「クルーズ・クラッシュ」が浮き彫りにした課題

前述の「2025年の世界」5大ポイントのうち3、4点目はとりわけモビリティと縁が深い話だ。CES2025でもモビリティの3大トレンドとして「電動化」「コネクティビティ」「自動運転」が取り上げられた。

自動運転に関しては「Autonomous Vehicles : The Future is Finally Here(自動運転の未来がついにここに来た)」と題するセッションが行われていた。まさに“ここに来た”と表現している通り、アメリカでは自動運転サービスが現実にスタートしている。

自動運転といえば、ゼネラル・モーターズ(GM)傘下のクルーズ(Cruise)が開発した自動運転車両が路上に倒れていた女性をひいてしまい、世界的なニュースとなった。そのため、日本でも自動運転は難しいと考えている人は多いかもしれない。実際、この事故は一部で「クルーズ・クラッシュ」と呼ばれ、ゼネラル・モーターズはロボタクシー事業から撤退した。
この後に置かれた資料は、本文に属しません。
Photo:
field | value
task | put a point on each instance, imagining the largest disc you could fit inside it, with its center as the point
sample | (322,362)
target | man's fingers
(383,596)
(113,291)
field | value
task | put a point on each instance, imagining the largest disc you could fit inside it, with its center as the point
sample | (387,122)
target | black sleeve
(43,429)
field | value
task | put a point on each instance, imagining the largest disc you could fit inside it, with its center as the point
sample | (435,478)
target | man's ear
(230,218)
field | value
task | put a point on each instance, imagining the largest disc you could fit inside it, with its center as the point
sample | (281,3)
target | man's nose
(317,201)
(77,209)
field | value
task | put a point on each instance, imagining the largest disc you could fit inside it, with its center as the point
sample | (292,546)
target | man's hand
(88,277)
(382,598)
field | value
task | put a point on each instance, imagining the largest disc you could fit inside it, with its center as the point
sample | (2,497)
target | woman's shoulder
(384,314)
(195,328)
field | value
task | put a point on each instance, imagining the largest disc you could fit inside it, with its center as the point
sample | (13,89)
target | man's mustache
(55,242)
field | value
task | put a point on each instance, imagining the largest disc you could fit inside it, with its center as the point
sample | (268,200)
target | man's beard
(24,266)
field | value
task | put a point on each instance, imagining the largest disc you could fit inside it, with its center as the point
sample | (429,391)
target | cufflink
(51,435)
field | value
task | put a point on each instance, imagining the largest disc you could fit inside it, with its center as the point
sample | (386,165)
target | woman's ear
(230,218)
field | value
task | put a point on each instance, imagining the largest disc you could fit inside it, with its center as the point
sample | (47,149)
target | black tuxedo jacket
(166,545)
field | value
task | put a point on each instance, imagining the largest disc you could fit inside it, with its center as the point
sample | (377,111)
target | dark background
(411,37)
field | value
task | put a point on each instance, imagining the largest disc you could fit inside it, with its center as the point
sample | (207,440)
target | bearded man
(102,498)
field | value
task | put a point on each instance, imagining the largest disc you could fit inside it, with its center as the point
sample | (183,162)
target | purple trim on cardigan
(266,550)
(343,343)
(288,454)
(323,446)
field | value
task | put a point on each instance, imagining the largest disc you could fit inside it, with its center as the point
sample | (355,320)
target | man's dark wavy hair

その一方でグーグルの持株会社アルファベット(Alphabet)の傘下にあるウェイモ(Waymo)は、アメリカのサンフランシスコ、ロサンゼルス、フェニックスの3都市で無人自動運転のロボタクシーの商用運行を成功させ、その後も運行都市を拡大。2025年は地域をさらに増やす計画とのことだ。

グーグル持株会社傘下「ウェイモ」の自動運転車
筆者撮影
グーグル持株会社傘下「ウェイモ」の自動運転車

自動運転はいつ日本で実現するのか

日本でも、2025年からGo、日本交通とともに東京で自動運転実証を予定している。上記のセッションでもウェイモの話題が中心となっており、巨大な地球儀上に示された展開地域には日本もしっかり記されていた。2025年中の商用展開は難しいとしても、2026年には実現するのではないか。

巨大な地球儀にはウェイモの日本展開が明記されていた
筆者撮影
巨大な地球儀にはウェイモの日本展開が明記されていた

ウェイモのミッションは「Be the world’s most trusted driver」、すなわち世界で最も信頼されるドライバーになるということで、信頼性・安全性の実現に注力してきた。CES2025の基調講演に登場した共同CEOのテケドラ・マワカナ氏は、安全性の確保を最優先事項にあげていた。同社の展開地域を増やしている理由は、まさにその姿勢が評価されているからである。自動運転の仕組みにおいてもカメラ(映像)だけでなくLiDAR(光線)、レーダー(電波)と多様なセンサーを組み合わせ、信頼性と安全性を高めている。

こうした「安全性第一」の姿勢は、テクノロジーの成熟度、資金力、そして信頼構築における、ウェイモとクルーズの違いを如実に物語っている。